Life in the Dublin suburbs is so depressing it must be filmed in black and white. At least the big city has color. There is also considerable danger for two innocent runaways getting their first taste of street life in Lance Daly’s Kisses (trailer here), which opens this Friday in New York.
Thanks to his abusive father, Dylan’s day-to-day life is worse than his neighbor Kylie’s. However, when her sexual molester uncle visits, all bets are off. One fateful day, Dylan gets into a knock-down drag-out row with dear old dad, escaping only through Kylie’s timely intervention. Before they can really think things through, they have hopped a barge heading down the river to the beckoning city.
Initially, the runaways are energized by Dublin’s vitality. Of course, as night falls, reality sets in. Yet, the two youngsters take strength from each other, while dodging sundry criminals and deviants. All the while, Bob Dylan, Dylan’s namesake, starts to take on talismanic significance for the lost preteens.
Coming late to the party, Kisses follows a bumper crop of resourceful kids-on-their-lonesome films, like the vastly superior Treeless Mountain and the perfectly respectable Children of Invention. In truth, Daly breaks no new ground with his runaway tale, recycling a number of clichés along the way. However, Shane Curry and Kelly O’Neill are surprisingly compelling as Dylan and Kylie. In their debut performances, they never seem affected or self-conscious on-screen, showing some legitimate chemistry together.
Since there seems to be an Irish law mandating the presence of either Stephen Rea or Colm Meaney in every cinematic export, Kisses fulfills its duty with a Rea cameo as a Bob Dylan impersonator.
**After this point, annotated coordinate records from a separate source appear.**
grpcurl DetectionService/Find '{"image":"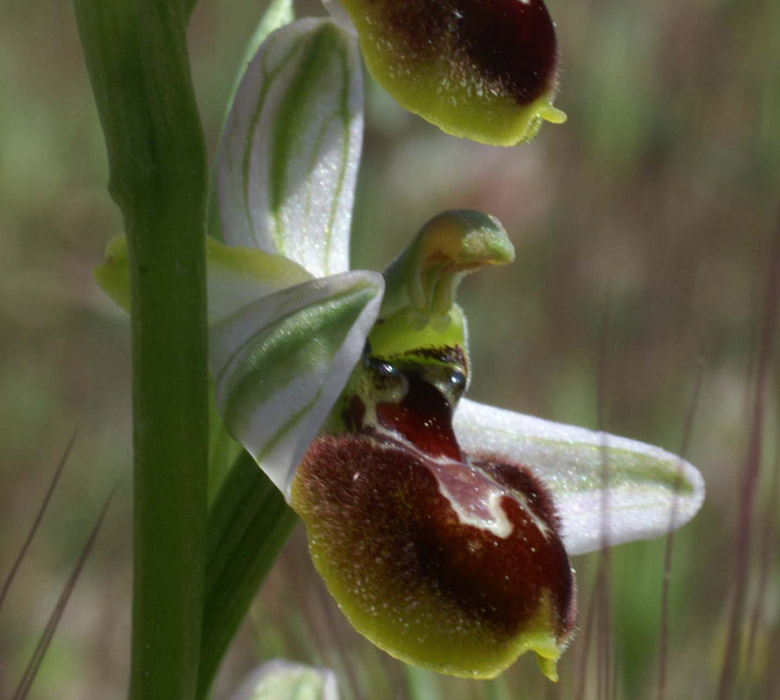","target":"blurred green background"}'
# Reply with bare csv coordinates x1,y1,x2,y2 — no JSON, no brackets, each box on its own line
0,0,780,700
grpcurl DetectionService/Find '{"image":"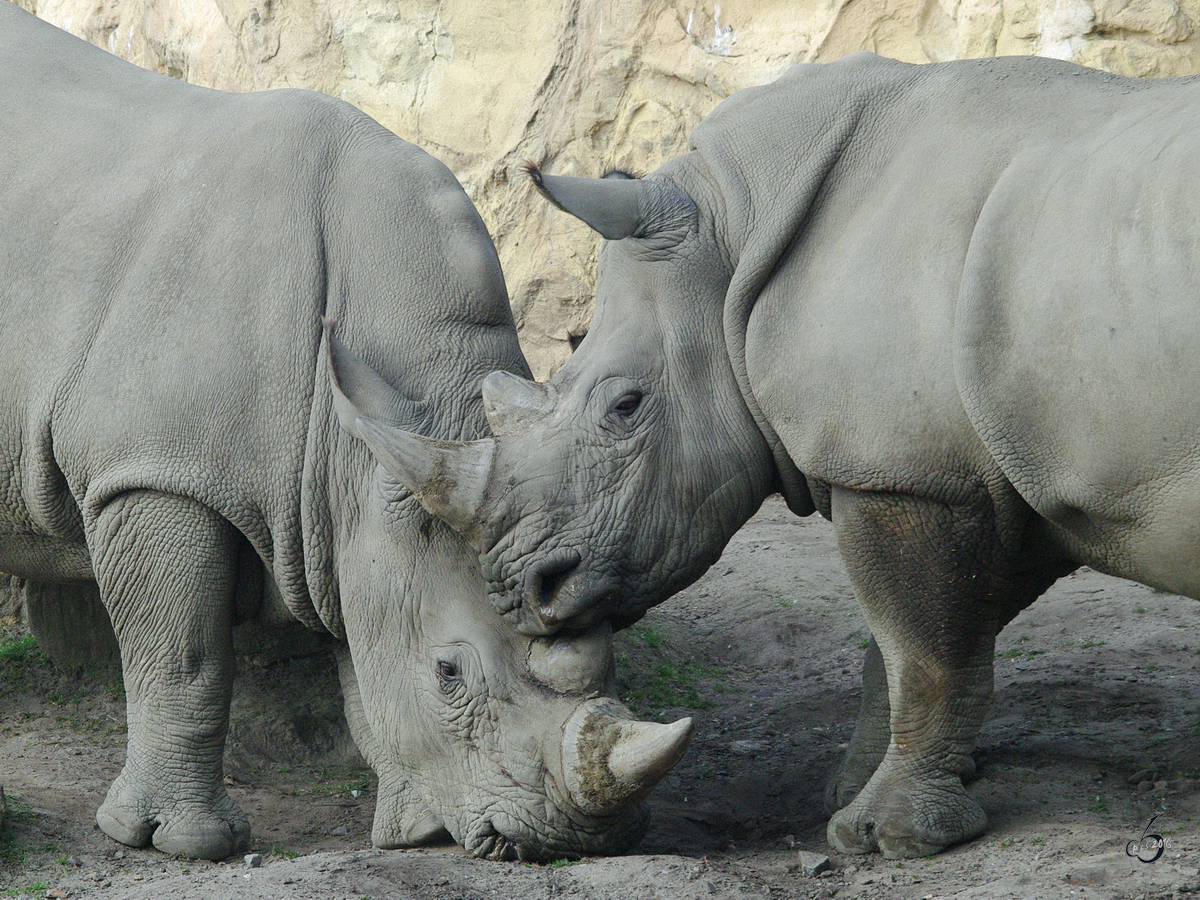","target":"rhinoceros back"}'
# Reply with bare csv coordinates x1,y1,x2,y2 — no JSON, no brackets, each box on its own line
0,5,524,625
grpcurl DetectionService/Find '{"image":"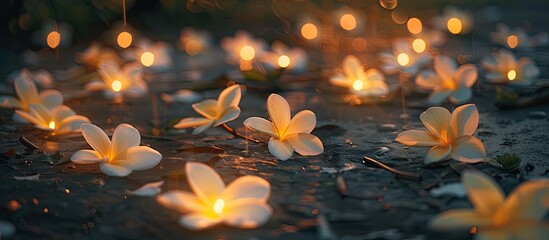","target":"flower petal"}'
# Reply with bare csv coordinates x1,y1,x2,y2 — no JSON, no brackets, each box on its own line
192,99,218,119
179,213,221,231
268,138,294,161
461,171,504,216
450,136,486,163
286,133,324,156
244,117,278,136
110,123,141,160
185,162,225,206
450,104,479,137
126,146,162,171
429,209,491,231
222,176,271,202
156,190,207,213
71,150,103,164
217,84,242,111
214,106,240,127
424,145,452,164
267,93,290,136
395,130,442,147
99,163,132,177
39,89,63,108
223,198,273,229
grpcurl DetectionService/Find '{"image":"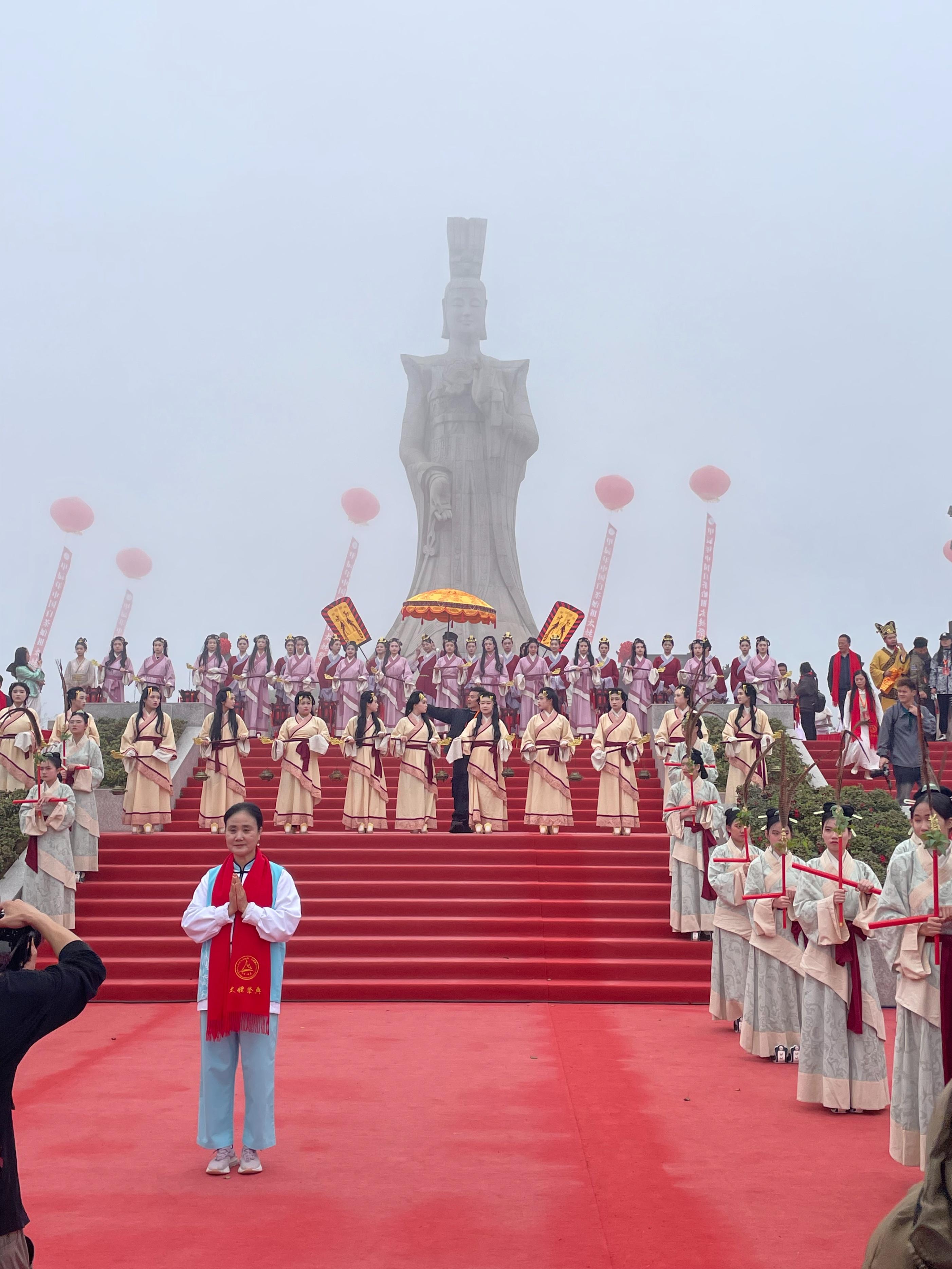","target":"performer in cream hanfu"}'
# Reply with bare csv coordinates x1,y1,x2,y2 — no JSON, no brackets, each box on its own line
520,688,574,832
50,688,99,745
562,637,602,736
621,638,660,736
0,683,43,793
591,688,645,838
655,686,711,797
843,670,882,780
196,688,251,832
390,689,440,832
661,749,726,939
119,688,177,832
447,692,513,832
14,751,76,930
137,636,175,700
740,807,805,1057
62,637,96,692
875,789,952,1167
239,634,277,736
272,692,330,832
182,802,301,1176
707,806,760,1032
793,802,890,1114
721,683,773,803
343,692,388,832
514,638,548,736
58,711,103,881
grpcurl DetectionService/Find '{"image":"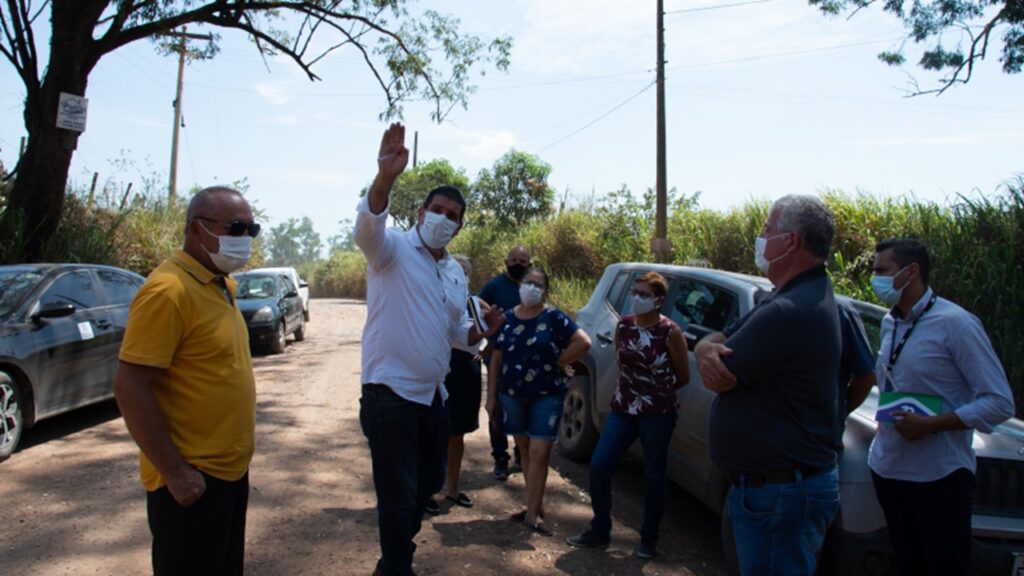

In fact, he is pretty cool in the scene. However, the film itself is largely lost by this point in a disturbing sea of nocturnal predators, making Kisses definitely inappropriate for younger viewers.
There is a sweet purity to Dylan and Kylie’s relationship that is ultimately redemptive. While Curry and O’Neill prove to be fine actors, Kisses is so joyless, it is never able to overcome Daly’s been-there-done-that storyline. Notable mostly for the promise of its young leads, Kisses opens Friday (7/16) in New York at the Angelika.